É preciso, porém, ler este valor de Calvino em conjunto com os demais, especialmente a rapidez e a exatidão. A rapidez, tida como um valor dos tempos, mais do que uma predileção do autor, de certa forma justifica a leveza, seja essa leveza temática ou formal (através de textos extremamente curtos que não afastem o leitor). A exatidão, por sua vez, vista como uma linguagem mais precisa possível, impede que se confunda a ideia de leveza com a de superficialidade, e sim que se perceba a leveza como um contraponto ao "peso do mundo".

A literatura, segundo Calvino, é uma busca de um outro mundo, um mundo de sonhos, e também a internet pode ser vista como um "mundo paralelo", um "mundo virtual" . A insegurança das pessoas nas grandes cidades decerto colabora com o aumento do tempo de permanência na rede, pois assim as pessoas ficam no conforto e na segurança de seus lares, mas em contato permanente com outras pessoas, ainda que um contato virtual. Isso também explicaria por que as redes sociais e os sites de entretenimento são os mais procurados na internet , reforçando a sugestão de Calvino para que se opte, entre o peso e a leveza, pela leveza.

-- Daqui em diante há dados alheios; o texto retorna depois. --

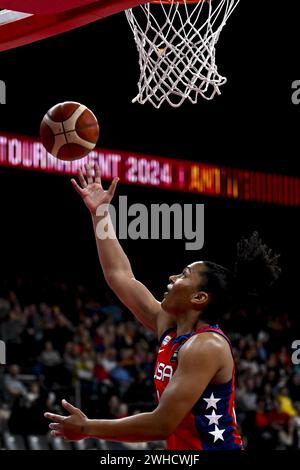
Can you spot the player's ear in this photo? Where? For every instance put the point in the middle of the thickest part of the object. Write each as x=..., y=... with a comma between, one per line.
x=199, y=299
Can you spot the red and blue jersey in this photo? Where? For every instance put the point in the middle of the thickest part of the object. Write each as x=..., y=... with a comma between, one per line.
x=211, y=423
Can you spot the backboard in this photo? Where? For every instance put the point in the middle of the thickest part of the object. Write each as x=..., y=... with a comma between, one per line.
x=26, y=21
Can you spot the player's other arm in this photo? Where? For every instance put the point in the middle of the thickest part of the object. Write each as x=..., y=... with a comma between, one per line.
x=199, y=361
x=114, y=262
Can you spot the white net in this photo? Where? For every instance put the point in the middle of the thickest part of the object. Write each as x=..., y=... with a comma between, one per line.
x=176, y=45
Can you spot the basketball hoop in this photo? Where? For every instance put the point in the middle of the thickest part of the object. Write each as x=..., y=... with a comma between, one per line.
x=176, y=42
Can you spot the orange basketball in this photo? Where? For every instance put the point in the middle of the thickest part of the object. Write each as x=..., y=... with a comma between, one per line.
x=69, y=131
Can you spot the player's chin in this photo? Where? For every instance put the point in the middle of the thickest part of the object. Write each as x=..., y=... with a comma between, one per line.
x=164, y=302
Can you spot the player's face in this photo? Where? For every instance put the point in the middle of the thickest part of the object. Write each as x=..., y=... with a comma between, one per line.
x=183, y=289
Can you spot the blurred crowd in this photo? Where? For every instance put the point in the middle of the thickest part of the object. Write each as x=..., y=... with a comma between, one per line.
x=64, y=342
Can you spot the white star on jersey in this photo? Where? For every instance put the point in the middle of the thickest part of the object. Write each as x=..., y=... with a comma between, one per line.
x=217, y=433
x=213, y=418
x=211, y=401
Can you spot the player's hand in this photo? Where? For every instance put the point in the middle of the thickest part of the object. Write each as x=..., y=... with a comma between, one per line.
x=71, y=428
x=91, y=190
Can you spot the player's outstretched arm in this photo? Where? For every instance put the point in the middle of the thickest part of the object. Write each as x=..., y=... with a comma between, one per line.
x=198, y=363
x=114, y=262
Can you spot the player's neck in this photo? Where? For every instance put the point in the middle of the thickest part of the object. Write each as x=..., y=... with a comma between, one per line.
x=188, y=323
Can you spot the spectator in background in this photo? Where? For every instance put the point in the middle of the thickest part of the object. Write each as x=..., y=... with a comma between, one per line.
x=14, y=388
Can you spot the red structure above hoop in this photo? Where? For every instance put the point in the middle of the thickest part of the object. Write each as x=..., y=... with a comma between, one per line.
x=52, y=17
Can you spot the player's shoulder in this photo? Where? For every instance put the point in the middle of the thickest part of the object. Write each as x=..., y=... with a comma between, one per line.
x=206, y=344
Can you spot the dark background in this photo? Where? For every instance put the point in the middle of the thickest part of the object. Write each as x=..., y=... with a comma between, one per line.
x=46, y=231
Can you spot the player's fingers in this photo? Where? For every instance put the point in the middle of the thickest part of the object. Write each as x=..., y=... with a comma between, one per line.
x=77, y=187
x=97, y=173
x=113, y=186
x=56, y=418
x=89, y=174
x=81, y=178
x=56, y=434
x=56, y=426
x=70, y=408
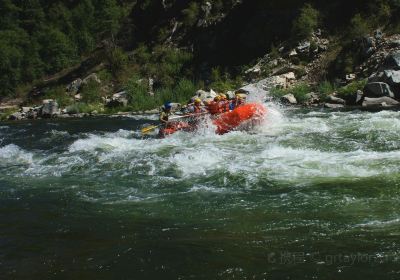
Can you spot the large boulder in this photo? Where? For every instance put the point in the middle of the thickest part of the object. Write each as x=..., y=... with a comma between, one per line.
x=392, y=78
x=49, y=108
x=91, y=78
x=303, y=47
x=336, y=100
x=118, y=99
x=380, y=102
x=377, y=89
x=289, y=99
x=16, y=116
x=74, y=86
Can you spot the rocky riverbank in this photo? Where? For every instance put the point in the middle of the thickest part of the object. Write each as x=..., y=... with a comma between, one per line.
x=278, y=76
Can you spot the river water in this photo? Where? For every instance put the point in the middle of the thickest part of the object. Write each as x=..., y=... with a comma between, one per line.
x=307, y=195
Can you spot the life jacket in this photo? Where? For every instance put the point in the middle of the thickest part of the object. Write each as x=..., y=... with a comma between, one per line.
x=197, y=110
x=224, y=106
x=213, y=107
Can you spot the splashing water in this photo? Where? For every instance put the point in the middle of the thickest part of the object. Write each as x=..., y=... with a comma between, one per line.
x=304, y=187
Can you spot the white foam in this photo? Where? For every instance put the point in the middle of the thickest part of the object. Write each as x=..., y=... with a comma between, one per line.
x=12, y=154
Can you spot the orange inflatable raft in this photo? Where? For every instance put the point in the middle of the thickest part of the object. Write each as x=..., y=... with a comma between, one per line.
x=251, y=112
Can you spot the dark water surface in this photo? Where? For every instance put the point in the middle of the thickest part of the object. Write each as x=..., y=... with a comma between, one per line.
x=308, y=195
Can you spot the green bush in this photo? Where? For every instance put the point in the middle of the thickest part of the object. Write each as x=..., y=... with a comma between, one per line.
x=359, y=27
x=190, y=14
x=117, y=60
x=325, y=89
x=306, y=23
x=300, y=91
x=58, y=94
x=184, y=90
x=351, y=88
x=91, y=93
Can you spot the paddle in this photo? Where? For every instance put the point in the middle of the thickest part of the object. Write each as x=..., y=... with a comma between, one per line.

Tal predominância da leveza no ambiente virtual, que de certa forma limitam a internet enquanto mídia, pode se tornar também fundamental para a permanência de uma mídia como o livro. Vejamos, por exemplo, o caso do site da Biblioteca Nacional, que disponibiliza gratuitamente obras de domínio público para download. Apesar disso, milhares de livros de Machado de Assis e José de Alencar seguem sendo vendidos nas livrarias, muitos para jovens pré-vestibulandos que estão acostumados com a rede, mas preferem ler o texto mais "pesado" em outro ambiente, guardando o tempo no computador para "se divertir".

Curiosamente, a conferência sobre a consistência, que talvez refutasse os chamados hábitos lights que teria a literatura contemporânea, não foi escrita por Calvino, que faleceu antes de concluir a sexta proposta para nosso milênio. Não podemos, entretanto, perdê-la de vista, especialmente para não permitir que as ideias de leveza e rapidez confundam-se com a de superficialidade.

Não esgotamos aqui, evidentemente, todas as abordagens possíveis sobre as questões levantadas por Calvino, tampouco agregamos citações suficientes de obras importantes da tradição literária. Esperamos, porém, ter demonstrado como, ao olhar para as novas tecnologias, para um ambiente absolutamente multimídia e plural como a internet não estaremos, de forma alguma, negando a literatura, mas sim resgatando sua especificidade, especificidade esta que, se for preservada, apesar de tantas possibilidades técnicas e midiáticas, garantiria a sobrevivência da literatura neste e nos próximos milênios, como sempre sobreviveu desde que o homem contou a primeira história numa caverna.